Pundits always repeat that you should SELL in MAY and GO AWAY.
“Aug 3/10 ANNANDALE, Va. (MarketWatch) — The early bird gets the worm. That turns out to be true not only of robins in springtime. It also appears to be the case for those few traders who stay at work during August, thereby bucking the mass exodus of the rest of Wall Street for the Hamptons. In fact, August over the past century has been one of the better months of the calendar for the stock market, while September has been the worst. “ So brokers’ advice is often based on fallacies and disbeliefs.

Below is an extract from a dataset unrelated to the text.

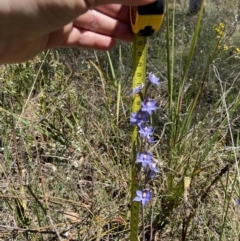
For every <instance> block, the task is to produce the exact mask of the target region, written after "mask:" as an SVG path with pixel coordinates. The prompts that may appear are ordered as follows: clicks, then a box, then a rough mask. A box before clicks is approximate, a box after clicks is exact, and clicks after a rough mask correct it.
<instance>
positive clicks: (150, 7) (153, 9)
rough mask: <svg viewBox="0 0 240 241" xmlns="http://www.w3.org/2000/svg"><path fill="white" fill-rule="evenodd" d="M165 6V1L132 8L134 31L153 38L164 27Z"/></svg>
mask: <svg viewBox="0 0 240 241" xmlns="http://www.w3.org/2000/svg"><path fill="white" fill-rule="evenodd" d="M164 5H165V0H158V1H156V2H154V3H151V4H148V5H144V6H139V7H131V9H130V19H131V25H132V31H133V32H134V33H135V34H139V35H142V36H151V35H152V34H154V33H156V32H157V31H158V30H159V29H160V27H161V25H162V21H163V14H164Z"/></svg>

A Double Dip Recession is Supposedly Inevitable
“Aug 3/10 We’re not going into a double dip. We’re going into a depression. I’m convinced of that,” claims renowned Market Forecaster Ian Gordon. Using his sharpest tools, Gordon has determined that the biggest market crash in our lifetime is coming sooner than most expect….….. Ian Gordon, president of Longwave Analytics say the market analysis model, known as the Longwave Principle, is a modified version of the Kondratieff cycle.” Essentially these cycles take many decades and we are entering the winter of this cycle which will be very bad and a time of economic cleansing of debt. As the reader can tell from my previous blogs, I do not share this belief.
The Simple Growth of Population and Middle Class Demand, will Create the Next Prosperity.

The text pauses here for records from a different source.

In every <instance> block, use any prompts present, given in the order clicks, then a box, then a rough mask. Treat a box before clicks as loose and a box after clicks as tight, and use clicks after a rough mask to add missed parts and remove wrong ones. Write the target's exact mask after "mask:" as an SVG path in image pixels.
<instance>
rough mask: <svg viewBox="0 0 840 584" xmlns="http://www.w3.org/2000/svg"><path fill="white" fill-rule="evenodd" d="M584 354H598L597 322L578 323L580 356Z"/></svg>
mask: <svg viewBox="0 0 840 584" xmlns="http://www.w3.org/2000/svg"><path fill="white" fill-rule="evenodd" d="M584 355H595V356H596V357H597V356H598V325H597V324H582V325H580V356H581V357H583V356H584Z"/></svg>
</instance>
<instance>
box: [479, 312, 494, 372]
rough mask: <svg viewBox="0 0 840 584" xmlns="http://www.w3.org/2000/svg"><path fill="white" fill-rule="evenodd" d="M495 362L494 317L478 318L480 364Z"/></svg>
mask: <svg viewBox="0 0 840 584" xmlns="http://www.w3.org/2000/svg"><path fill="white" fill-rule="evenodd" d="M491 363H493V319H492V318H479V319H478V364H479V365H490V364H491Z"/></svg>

“Aug 4/10 European economic policy-makers must be pleased to have seen the last of the first half of 2010. The sovereign debt crisis that depressed markets not only in Europe but also around the world has since eased, and investor confidence is returning to equity markets on the Continent. The key event that appears to have triggered the improvement in investor sentiment was the publication of the results of the stress tests of 91 European banks. These results indicated that only seven banks failed, with a surprisingly small aggregate capital shortfall of only 3.5 billion euros. The EU stress test exercise is an important contribution to bolstering confidence in the European banking system and strengthening the resilience and robustness of the global financial system.” Interesting. Sounds like the world is stabilizing doesn’t it?

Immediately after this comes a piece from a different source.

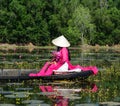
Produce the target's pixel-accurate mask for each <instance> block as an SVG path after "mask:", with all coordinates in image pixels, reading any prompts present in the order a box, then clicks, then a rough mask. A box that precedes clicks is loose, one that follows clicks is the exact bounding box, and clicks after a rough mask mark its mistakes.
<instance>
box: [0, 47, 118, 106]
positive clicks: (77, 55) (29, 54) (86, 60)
mask: <svg viewBox="0 0 120 106" xmlns="http://www.w3.org/2000/svg"><path fill="white" fill-rule="evenodd" d="M53 50H54V49H53V48H51V49H50V48H49V49H48V48H42V49H41V48H37V49H33V50H31V49H27V48H26V49H23V48H19V49H14V50H0V75H2V74H3V72H2V71H4V72H5V71H6V70H17V71H19V72H20V71H34V72H36V71H39V69H40V68H41V67H42V66H43V64H44V63H45V62H46V61H49V60H50V57H51V54H50V53H51V51H53ZM70 53H71V62H72V64H80V65H82V66H89V65H95V66H97V67H98V69H99V73H98V75H96V76H90V77H89V78H88V79H87V80H85V81H79V80H78V81H52V82H51V81H49V82H41V81H39V80H29V81H22V82H11V81H8V82H4V81H1V82H0V106H120V68H119V67H120V52H119V51H115V50H105V49H101V50H81V49H79V48H70ZM4 74H6V73H4Z"/></svg>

And then we have those famous persons who believe very strongly in gold
Aug 4/10 Gold heading for a parabolic rise – John Embry “If gold is not between $1,500 and $2,000 in the next 18 months, I’m dead wrong We had yet another example of that – we’ve seen this through the entire ten year bull market. You’ve had these terrible sharp, wrenching down moves that have been driven by the paper gold market, and yet without fail they always rally back to new highs. And I fully expect that by September this will just be a bad memory and we’ll be back at new highs.” I do agree that gold has room to rise, and I also agree that it is a good place to be. However, I do not believe that gold’s rise foretells the economic disaster of the loss of value of paper currencies.
And one Final Quote
“Aug 4/10 Growth in Europe’s services and manufacturing industries accelerated in July, suggesting the recovery will maintain its momentum. A composite index based on a survey of euro-area purchasing managers in both industries rose to 56.7 from 56 in June, London-based Markit Economics said today. The July reading matched Markit’s earlier estimate. A reading above 50 indicates expansion. Once again, it really depends on who you read as to what you may believe in. Conclusion
The foregoing, which is in no particular order, is taken from only two days of headlines and was chosen in the order in which I read them. One can list many more that are equally contradictory. What sells newspapers, letter writers, TV shows, on-line comments to readers and so on, are sensational and dramatic comments.
The point being made here, is that one is able to be a value investor and recognize true and lasting value. One can ignore all of these headlines and be very profitable.